We tended to go up skiing twice a year -- over my birthday in December, and over Tony's in April, which worked well around my legislative schedule.  We'd also go up on other spur of the moment times, and generally for a week in the summer as well.  The last few years we were together we'd go up on the motorcycles for the Condo Association annual meeting and make a several day swing through BC back roads which was a wonderful week in mid summer.  

We also got married up there -- we were the first same-sex couple to get married in the town of Whistler once the law changed in Canada.
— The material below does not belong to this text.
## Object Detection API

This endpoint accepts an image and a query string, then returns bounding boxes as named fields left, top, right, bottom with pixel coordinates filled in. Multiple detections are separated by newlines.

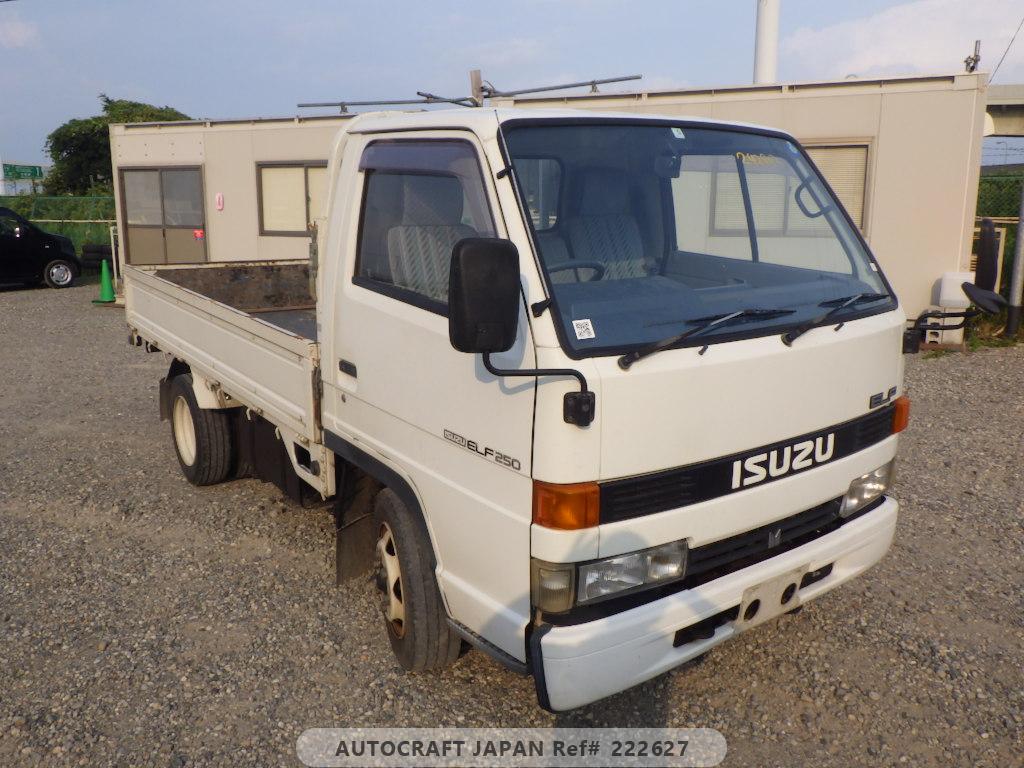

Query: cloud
left=780, top=0, right=1024, bottom=83
left=0, top=17, right=39, bottom=48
And like anyone with a second home, we had our rituals -- stopping for groceries on the way into town, unpacking the truck, opening up the storage closet where we kept our personal items and putting them out.   Right after we'd get there Tony would do an "inspection" of things around the building.   It drove him nuts if there was graffiti that hadn't been cleaned up, or painters tape left from a touch up.  In fact there was one bit of painters tape around a light left over from the construction days that was there for 10 years and every time Tony would comment on it. "Mister President" he'd say, "will you please get the building manager to take that tape down". I swear that painters tape drove him insane -- and I'd have reached up myself to take it down but it would have required a ladder. 

The first night there we'd always walk to the village and eat at Mongolie Grill, our favorite restaurant in town, and we'd make a run to Cows the quirky Canadian ice-cream parlor.  We'd walk the village shops, eat at familiar places, and spend long days skiing in the sunshine down "Burnt Stew" which was Tony's favorite run.  We even subscribed to the Whistler newspaper and had it mailed to Seattle.  We thought of ourselves as Whistler residents. 
But after Tony and I went our separate ways in 2008 I rarely used it -- only when I had to go up for Condo Association meetings.  It was hard to stay there -- the ghosts in Whistler never really left, and it was hard to go up there without Tony.  The last time I went up for more than a night was in July of 2009 for my last condo board meeting.  After 10 years I decided I'd had enough of being on the board.  I wrote about it here 

I only went up one other time after that -- when I cleaned it out and put it on the market in February of 2011.  It wasn't a hard decision to make.  The economy tanked and the value of the place dropped.  And when you are in a recession -- coupled with a requirement now for a passport to cross the Canadian border, and $4.00 a gallon gas, and a Canadian dollar that is worth more than a US Dollar,  people just don't go up and go up on a whim or on ski vacations, so rental revenue was way down.  It was costing me anywhere from $600 to $1200 a month depending on revenue and the exchange rate.   I wasn't using it -- there's no one in my life that skis, and I don't want to go up alone for five or six days. 
It stayed on the market for almost exactly a year.  I finally sold it last week, taking a very low offer on a deal -- all that more complicated because Tony is still a part owner so we had to FedEx documents from Canada to Florida and Washington.   But it's done.  I lost a significant amount of money, the sale prices were much less than what we paid originally, and Canadian taxes are quite high on non-citizens.   But it's off my books, and I welcome the cash flow.   I'll miss it -- writing this today brought back a ton of memories of the happy times Tony and I and our friends spent there.  I'm glad I cleaned it out last year, as hard as that was.  I'd probably be having second thoughts if I were to do so today. 

I got word today the sale closed and it's official -- there's a few dollars in my Canadian bank account and it's showing the mortgages have been paid off.  It's bittersweet.  I'll miss it and the times we had -- I won't miss the expenses.   I'll miss the friends we made who live and work in the building or in the village.  I'll miss the two of us skiing down endless runs off Whistler Mountain in the Spring sunshine and seeing who had the biggest plate at Mongolie Grill.
Last year, as I was carrying out the personal belongings and taking a last look around the place, I noticed that the painters tape that was around the light in the stairwell that drove Tony nuts had finally, after 10 years, been removed.  It was a sign I think.  The building was saying time to move on. 
I'll miss you Whistler, and Horstman House -- you'll always be my second home.